Why is there this connection between Euler's number and $1/x$?

Question

I've seen plenty of easy to understand proofs showing that $\frac{dy}{dx}\ln(x)=\frac{1}{x}$ but what I'm looking for is a way to intuitively justify why $n=-1$ is an exception to the power rule for integration (besides the fact that it results in a $\frac{1}{0}$). Why is there this connection between $e$ and $1/x$?

Answer 1

Given $f(x)= a^x$ for some $a> 0$, the derivitive is given by the limit, as h goes to 0, of $\frac{a^{x+ h}- a^x}{h}$. That is equal to $\frac{a^xa^h- a^x}{h}= \left(\frac{a^h- 1}{h}\right)a^x$. The derivative is $\left(\lim_{h\to 0}\frac{a^h- 1}{h}\right)a^x$.

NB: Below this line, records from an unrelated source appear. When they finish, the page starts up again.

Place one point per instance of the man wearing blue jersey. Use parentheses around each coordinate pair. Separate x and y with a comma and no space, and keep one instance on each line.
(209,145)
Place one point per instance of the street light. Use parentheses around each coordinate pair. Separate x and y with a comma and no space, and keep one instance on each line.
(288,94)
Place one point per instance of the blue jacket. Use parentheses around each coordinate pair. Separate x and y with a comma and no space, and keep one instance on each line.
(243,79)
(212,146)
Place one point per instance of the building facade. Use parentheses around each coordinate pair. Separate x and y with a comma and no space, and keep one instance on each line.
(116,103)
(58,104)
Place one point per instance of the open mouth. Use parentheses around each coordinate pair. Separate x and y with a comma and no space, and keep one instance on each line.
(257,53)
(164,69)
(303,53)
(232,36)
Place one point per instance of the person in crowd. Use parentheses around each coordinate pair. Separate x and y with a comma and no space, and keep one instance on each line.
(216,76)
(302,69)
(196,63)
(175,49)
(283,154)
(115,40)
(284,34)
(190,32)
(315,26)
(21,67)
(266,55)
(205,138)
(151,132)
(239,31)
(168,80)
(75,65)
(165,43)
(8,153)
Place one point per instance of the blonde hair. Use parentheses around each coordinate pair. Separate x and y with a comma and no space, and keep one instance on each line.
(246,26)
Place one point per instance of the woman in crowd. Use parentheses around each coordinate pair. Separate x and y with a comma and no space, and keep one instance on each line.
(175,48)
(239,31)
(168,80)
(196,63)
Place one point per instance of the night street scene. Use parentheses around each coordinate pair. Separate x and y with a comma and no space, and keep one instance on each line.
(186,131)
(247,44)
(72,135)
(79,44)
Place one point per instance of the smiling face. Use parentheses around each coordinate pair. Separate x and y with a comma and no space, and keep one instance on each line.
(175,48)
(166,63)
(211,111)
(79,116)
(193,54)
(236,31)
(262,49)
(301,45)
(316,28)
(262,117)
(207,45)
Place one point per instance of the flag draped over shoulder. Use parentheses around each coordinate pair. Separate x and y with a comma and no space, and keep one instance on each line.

That is, the derivative of $f(x)= a^x$ is some NUMBER (that depends on the constant $a$, not the variable $x$) times $a^x$. In particular, if $a= 2$ that constant is $\lim_{h\to 0}\frac{2^h- 1}{h}$. For h= 0.001, that fraction is $\frac{2^{0.001}- 1}{0.001}= 0.6934$, much less than 1 so we can expect that the limit itself is less than 1. If x= 3, that constant is $\lim_{h\to 0}\frac{3^h-1}{h}$. When x= 0.001, that fraction is $\frac{3^{0.001}- 1}{0.001}= 1.0992$, larger than 1, implying that the limit itself is larger than 1.

That means that there exist some number a, between 2 and 3 such that the limit is 1. We call that number "e" so that the dervative of $f(x)= e^x$ is $1(e^x)$. (The world's easiest derivative!).

ln(x) is defined as the inverse function to $e^x$. That means that if $y= ln(x)$ then $x= e^y$. $\frac{dx}{dy}= e^y= x$ so $\frac{dy}{dx}= \frac{1}{x}$.

As for why the anti-derivative of $y= x^{-1}$ does not obey the "power law" you answered this yourself- if n=-1 then 1/(n+1)= 1/(-1+ 1)= 1/0 which is imposssible.